T. S. : Le contexte sanitaire, la fermeture des cabinets lors du premier confinement en 2020 puis la forte reprise qui a suivi, ne permettent pas de comparer avec exactitude la situation avec les années précédentes. Il est donc difficile de tirer des conclusions définitives. Mais les chiffres démontrent que l’activité des cabinets a repris de façon quasi normale, soutenue par un meilleur accès aux soins, c’est incontestable. Comment expliquer que les praticiens aient comblé en grande partie les pertes liées au premier confinement et qu’à situation comparable, ils s’en sortent bien mieux que nos confrères des pays voisins, sinon par l’existence de la Convention ! N’oublions pas que, dans le même temps, une grande majorité des professions libérales a enregistré de lourdes pertes et que des pans entiers de notre économie se sont effondrés !
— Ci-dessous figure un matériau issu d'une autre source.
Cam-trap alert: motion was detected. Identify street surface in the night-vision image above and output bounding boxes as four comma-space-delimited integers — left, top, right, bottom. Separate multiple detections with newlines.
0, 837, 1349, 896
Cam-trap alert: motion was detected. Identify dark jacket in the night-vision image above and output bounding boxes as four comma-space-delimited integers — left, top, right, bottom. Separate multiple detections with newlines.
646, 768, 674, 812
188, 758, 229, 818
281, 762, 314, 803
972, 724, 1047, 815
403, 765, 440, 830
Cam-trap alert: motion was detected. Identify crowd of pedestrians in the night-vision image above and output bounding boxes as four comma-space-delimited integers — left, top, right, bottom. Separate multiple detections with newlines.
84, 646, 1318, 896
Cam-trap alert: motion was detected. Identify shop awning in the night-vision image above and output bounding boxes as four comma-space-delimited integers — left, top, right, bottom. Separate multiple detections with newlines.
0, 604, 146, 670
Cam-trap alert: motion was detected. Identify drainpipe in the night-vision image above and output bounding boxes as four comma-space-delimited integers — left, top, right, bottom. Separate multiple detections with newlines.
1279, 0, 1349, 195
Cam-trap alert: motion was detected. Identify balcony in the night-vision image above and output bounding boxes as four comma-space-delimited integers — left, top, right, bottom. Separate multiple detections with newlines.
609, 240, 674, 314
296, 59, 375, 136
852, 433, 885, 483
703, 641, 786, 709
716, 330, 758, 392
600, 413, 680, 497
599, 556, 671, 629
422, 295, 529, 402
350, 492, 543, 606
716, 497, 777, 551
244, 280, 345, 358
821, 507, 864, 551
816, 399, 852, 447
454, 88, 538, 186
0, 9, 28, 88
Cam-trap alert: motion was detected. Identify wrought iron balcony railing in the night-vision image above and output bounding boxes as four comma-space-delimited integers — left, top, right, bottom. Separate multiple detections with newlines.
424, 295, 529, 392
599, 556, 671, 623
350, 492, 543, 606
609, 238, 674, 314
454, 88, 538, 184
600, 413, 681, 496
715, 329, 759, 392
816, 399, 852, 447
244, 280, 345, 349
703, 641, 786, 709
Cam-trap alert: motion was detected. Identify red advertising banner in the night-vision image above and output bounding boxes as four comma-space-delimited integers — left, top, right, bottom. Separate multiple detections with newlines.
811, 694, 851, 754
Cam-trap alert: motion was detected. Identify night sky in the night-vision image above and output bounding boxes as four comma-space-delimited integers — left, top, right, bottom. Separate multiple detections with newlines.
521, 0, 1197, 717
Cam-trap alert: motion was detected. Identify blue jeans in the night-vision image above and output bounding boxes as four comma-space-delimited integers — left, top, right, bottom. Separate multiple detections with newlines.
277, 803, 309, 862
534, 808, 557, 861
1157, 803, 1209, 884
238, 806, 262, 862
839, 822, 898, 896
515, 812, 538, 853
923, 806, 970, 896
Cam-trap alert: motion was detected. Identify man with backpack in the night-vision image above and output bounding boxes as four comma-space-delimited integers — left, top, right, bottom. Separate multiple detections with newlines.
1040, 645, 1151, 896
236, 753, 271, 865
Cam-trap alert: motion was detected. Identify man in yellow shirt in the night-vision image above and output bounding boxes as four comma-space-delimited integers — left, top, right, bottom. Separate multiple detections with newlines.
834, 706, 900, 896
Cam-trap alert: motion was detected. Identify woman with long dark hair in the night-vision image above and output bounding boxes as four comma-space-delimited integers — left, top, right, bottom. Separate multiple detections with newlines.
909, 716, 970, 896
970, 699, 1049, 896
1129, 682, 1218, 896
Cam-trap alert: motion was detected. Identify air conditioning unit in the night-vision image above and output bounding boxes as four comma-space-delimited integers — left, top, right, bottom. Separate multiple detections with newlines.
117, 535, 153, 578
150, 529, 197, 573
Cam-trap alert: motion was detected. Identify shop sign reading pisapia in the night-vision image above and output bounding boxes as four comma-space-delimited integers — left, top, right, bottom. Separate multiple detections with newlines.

On ne va pas refaire l’histoire. Il a fallu presque deux ans de négociations pour sortir du règlement arbitral unanimement rejeté, et trouver un accord au contenu meilleur dans le contexte politique du RAC0. Nous avons été bien inspirés de le faire, car qui peut raisonnablement penser, connaissant les ravages économiques et les déficits que cette pandémie entraîne, que nous obtiendrions mieux si nous devions négocier aujourd’hui ? Heureusement que des syndicats responsables étaient là pour éviter le joug des plafonds dégressifs du règlement arbitral, qui auraient incité les patients à toujours repousser leurs soins, et ses désastreuses clauses de sauvegarde, qui prévoyaient le blocage des revalorisations et la baisse des plafonds. Sans perspective de nouvelles négociations ni aides compensatoires négociées par les CDF avec le directeur de l’UNCAM, voilà où nous aurait amené le « no négo, no deal » fanfaronné par la FSDL, dont je me demande si elle croit vraiment ce qu’elle dit.

« Les praticiens ont comblé en grande partie les pertes liées au premier confinement grâce à la convention ! »

CDF Mag : Justement, la FSDL parle de négocier une autre convention… 

T. S. : Elle n’est pas à une contradiction près ! Mais il n’est jamais trop tard pour changer d’avis… et promettre ce qu’elle ne tiendra pas ! Au-delà des mots, concrètement, cela veut dire quoi, « une autre convention » ? Pourquoi ne l’a-t-elle pas fait avant, personne ne l’a empêchée ! Qui peut croire que ce qu’elle n’a pas négocié pendant qu’elle était majoritaire, elle le fera demain ? Quand on est majoritaire, on assume. On ne peut claironner à longueur de publications que les CDF sont minoritaires et faire croire qu’elle n’avait pas le pouvoir ; le pouvoir, elle l’a eu, mais qu’en a-t-elle fait ? Il faut arrêter de prendre les confrères pour des imbéciles, la politique d’affichage et de fake-news sur les réseaux sociaux a ses limites. Elle a démontré clairement que son fonds de commerce est la critique et sa place dans l’opposition, pas dans la conduite des affaires ! 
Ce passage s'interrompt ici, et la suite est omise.